Rescuing a woman from the river that night involves him unwittingly in a murder case that he can’t or won’t extricate himself from. At the same time he’s dragged back into the fringes of politics; pressed to open up an old connection with the current City Mayor to get her to intervene in a labour dispute, over equal opportunities for black dock workers, which threatens to spill over into the all-important oil industry.

The latter opens up old wounds and re-kindles some of his latent anger at injustice; the former makes him a target for mysterious forces that are trying to suppress the case. And somewhere behind it all is a bigger picture he can’t quite fathom.
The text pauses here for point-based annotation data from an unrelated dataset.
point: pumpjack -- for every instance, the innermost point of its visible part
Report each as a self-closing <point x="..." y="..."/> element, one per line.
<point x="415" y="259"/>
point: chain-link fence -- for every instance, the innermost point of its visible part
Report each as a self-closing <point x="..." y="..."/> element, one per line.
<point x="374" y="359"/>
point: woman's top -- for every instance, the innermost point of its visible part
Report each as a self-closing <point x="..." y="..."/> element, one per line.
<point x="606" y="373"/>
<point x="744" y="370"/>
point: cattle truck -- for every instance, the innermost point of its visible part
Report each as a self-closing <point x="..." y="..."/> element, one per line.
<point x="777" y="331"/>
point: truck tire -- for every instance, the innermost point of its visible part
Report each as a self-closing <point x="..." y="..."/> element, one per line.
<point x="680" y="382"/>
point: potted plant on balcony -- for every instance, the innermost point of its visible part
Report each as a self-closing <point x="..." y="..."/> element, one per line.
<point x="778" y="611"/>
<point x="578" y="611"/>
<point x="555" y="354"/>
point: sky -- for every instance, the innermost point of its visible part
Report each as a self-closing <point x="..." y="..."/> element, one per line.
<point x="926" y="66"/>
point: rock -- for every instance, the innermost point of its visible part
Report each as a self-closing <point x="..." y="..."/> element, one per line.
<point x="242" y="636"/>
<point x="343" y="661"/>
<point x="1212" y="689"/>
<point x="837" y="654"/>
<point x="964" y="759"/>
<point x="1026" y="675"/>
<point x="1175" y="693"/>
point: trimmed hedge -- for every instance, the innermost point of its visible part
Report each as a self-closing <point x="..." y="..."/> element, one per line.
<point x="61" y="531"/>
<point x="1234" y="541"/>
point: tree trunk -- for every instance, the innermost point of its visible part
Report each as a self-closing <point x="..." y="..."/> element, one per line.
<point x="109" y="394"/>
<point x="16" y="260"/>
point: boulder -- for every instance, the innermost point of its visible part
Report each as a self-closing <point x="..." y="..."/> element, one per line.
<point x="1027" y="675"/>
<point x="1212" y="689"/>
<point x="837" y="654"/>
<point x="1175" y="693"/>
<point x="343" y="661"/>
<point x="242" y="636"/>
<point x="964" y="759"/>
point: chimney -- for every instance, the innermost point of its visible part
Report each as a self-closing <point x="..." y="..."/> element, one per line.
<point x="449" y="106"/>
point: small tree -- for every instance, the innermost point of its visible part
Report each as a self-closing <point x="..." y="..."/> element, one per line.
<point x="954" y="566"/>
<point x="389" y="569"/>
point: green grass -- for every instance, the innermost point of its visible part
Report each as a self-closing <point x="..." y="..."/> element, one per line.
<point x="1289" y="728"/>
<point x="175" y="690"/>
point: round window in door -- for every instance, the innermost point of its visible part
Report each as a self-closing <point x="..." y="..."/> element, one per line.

The narrative follows Jay throughout with the tense current action interspersed with more reflective episodes from his past. The multiple layers and themes are well handled, interweaving seamlessly, and the prose is stylish and atmospheric, carrying the book easily through its 400+ pages.


By the end I had a quibble or two with elements of the plot and its resolution, but these were minor and did not detract from a good thriller set against an unusual and interesting backdrop of race, oil and power in 1980’s Texas.

07 March 2014

Things Fall Apart – Chinua Achebe

Part of the ‘Into and out of Africa’ reading journey.

Set in what is now part of Nigeria in the back half of the nineteenth century; this short novel tells the story of Okwonko, a man of substance in his village and in the wider Umuofia clan.

Life is not easy in sub-Saharan Africa, what with rains and droughts, but from a difficult start in life Okwonko has made good. But change is on the way as the first white missionaries establish themselves close by and cultural conflict looms. The old ways, revered by Okwonko, are already weakening, and the white man’s challenge to the ancestral gods could threaten the unity and solidarity of the clan.

The life in the village before white intervention is well described, as from an insider rather than an external observer – the reader is left to intuit much of this alien world. Indeed this could be a science fiction or fantasy land so strange does it seem with its taboos, hierarchies and accepted violence.

The intrusion of the missionaries is related even-handedly; they are not portrayed as evil or grasping, just different and rather persuasive with their acceptance of those persecuted or rejected by the clan, for example twin babies abandoned (as abominations) in the forest by the natives or those harshly punished for other transgressions.

Through it all, Okwonko battles with his own demons, a fear that he has inherited his father’s weakness and failure, and a temper that is backed up with his strong physical prowess. These undermine his good intentions and hard work so it is not only the clan that is in danger of falling apart.


It is a short and fascinating read deserving of its reputation as ‘one of the first African novels written in English to receive global critical acclaim’. Sometimes that kind of praise can be off-putting, but don’t be - this is just a good book.